We ask these questions because that is the job the owning class has given the middle-classes in all other social fields. We ask because we have spent large portions of our lives in social movements and this is what we see happen to the small number of working-class people who manage to enter these spaces. All the while, our supposed betters lead another futile charge and pat themselves on the back.

Why look at class in our social movements? Because whatever introspection has gone on thus far clearly hasn’t changed anything, and our society is racing into the abyss.
Why look at class in our social movements? Because we think the working-class should be behind the wheel. After all, if the middle-classes are conditioned for management, what are the working-class conditioned for if not survival, struggle, resistance?

A Methodology of Unpacking and Redistributing

So we begin. We begin with getting people together, because we still believe in people and we still believe that minds can be changed. We begin with structured conversations in workshops and trainings. We begin with educational processes that allow all of us to unpack the lies about class that capitalism has told us. Workshops in person over a weekend, educational sessions held online, reading groups, and our most basic weapon – one-to-one conversations. We recognise the different ways of learning, thinking, and working between the classes and we respond to them. We play to our strengths. We accept that sometimes separation is useful and necessary in resourcing us to continue the cross-class work long term.

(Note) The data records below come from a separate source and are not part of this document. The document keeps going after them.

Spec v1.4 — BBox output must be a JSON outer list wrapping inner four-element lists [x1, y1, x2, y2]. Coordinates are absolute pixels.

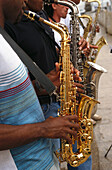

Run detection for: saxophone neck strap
[[0, 27, 55, 95]]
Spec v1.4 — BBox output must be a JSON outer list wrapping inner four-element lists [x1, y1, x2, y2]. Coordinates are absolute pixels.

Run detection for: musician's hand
[[89, 24, 100, 33], [79, 37, 98, 58], [96, 25, 100, 33], [40, 115, 79, 143]]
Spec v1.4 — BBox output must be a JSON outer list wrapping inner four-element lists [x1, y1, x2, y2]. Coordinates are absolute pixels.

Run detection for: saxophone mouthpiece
[[24, 10, 40, 21]]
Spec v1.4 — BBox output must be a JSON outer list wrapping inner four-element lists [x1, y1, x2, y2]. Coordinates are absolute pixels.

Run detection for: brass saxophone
[[25, 11, 97, 167], [79, 15, 92, 39]]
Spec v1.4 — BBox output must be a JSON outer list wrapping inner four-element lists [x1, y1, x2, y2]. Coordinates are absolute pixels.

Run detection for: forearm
[[0, 123, 42, 150]]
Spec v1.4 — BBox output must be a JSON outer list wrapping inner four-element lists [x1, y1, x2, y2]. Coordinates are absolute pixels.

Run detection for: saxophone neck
[[80, 15, 92, 39], [24, 11, 68, 41]]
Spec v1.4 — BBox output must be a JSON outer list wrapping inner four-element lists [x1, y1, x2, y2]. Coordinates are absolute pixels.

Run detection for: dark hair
[[44, 3, 54, 18]]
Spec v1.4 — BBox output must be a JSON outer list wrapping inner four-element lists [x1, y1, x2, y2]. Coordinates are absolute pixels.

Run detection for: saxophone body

We get together with our working-class siblings to interrogate the ways in which we have internalised the class hierarchy, and we push our middle-class would-be comrades through the same process. We come together across class in our local wealth redistribution groups and struggle with the basic task of communising the wealth at the table. We lean on our new education, continuing those conversations, holding people to account. We challenge all of us to dig a little deeper, to go a little further, and then we do it again.

The Numbers and the Nerve

In 2023, the initial weekend workshops which pushed our network into action took place across the UK. Late in 2024, those who had begun local redistribution projects off the back of these workshops converged for three days to test how far we’d come. What next? We pilot a series of online sessions for 50 participants from the working-, petit-bourgeois, and middle-classes. 5 of us set up A Revolting Class (ARC) in order to pick up the pace. We make plans to train 10 more working-class facilitators who can conduct the weekend workshop by the end of the year. People stick with this work for a host of reasons, but we imagine most of all they stick with it because it resonates with their experience. It rings true against the barren falsehoods that capitalism has offered, and the lukewarm bullshit served up by social movements.

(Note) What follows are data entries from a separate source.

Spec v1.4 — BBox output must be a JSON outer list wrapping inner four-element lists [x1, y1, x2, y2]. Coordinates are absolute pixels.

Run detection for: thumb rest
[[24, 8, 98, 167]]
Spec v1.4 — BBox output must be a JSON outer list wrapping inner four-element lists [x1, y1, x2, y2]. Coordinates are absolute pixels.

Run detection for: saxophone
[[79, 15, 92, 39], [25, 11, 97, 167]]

Whoever you are reading this – you have been shaped by capitalism. Whatever class you were born into, wherever you find yourself now. You want dates and numbers, you want something to measure. It’s the itch in the ass crack you just can’t reach. Allow me:

  • Local redistribution groups: 4 (Glasgow, Leeds, Sheffield, Brighton)
  • Total members: 50
  • Total redistributed: £529,000
  • ARC-facilitated weekend workshops completed so far: 8
  • ARC weekend workshops upcoming 2025-26: 12
  • Online sessions completed so far: 33
  • Online sessions upcoming 2025-2026: 132

Make of that whatever the fuck you like. The conclusion we’ve drawn is that we’re just getting started. We want to add a few more bodies to our organisation – those with the blood, spit and drive for the cause. People who want to unpack the damage that capitalism has done to their minds, and resource the communities of resistance they are connected to. We want to ask ourselves deeper questions about what it means to work in solidarity cross-class against the ruling class. And we want to find ways to resource the working-class resistance already happening because we know with the full beat of our hearts that the philanthropy sector is utterly unsuited for this task, and it cannot be reformed. Just like one of our Grandfathers used to say – “Why ask for the devil to hand you a sack of potatoes when you can rob all his little helpers at gunpoint?”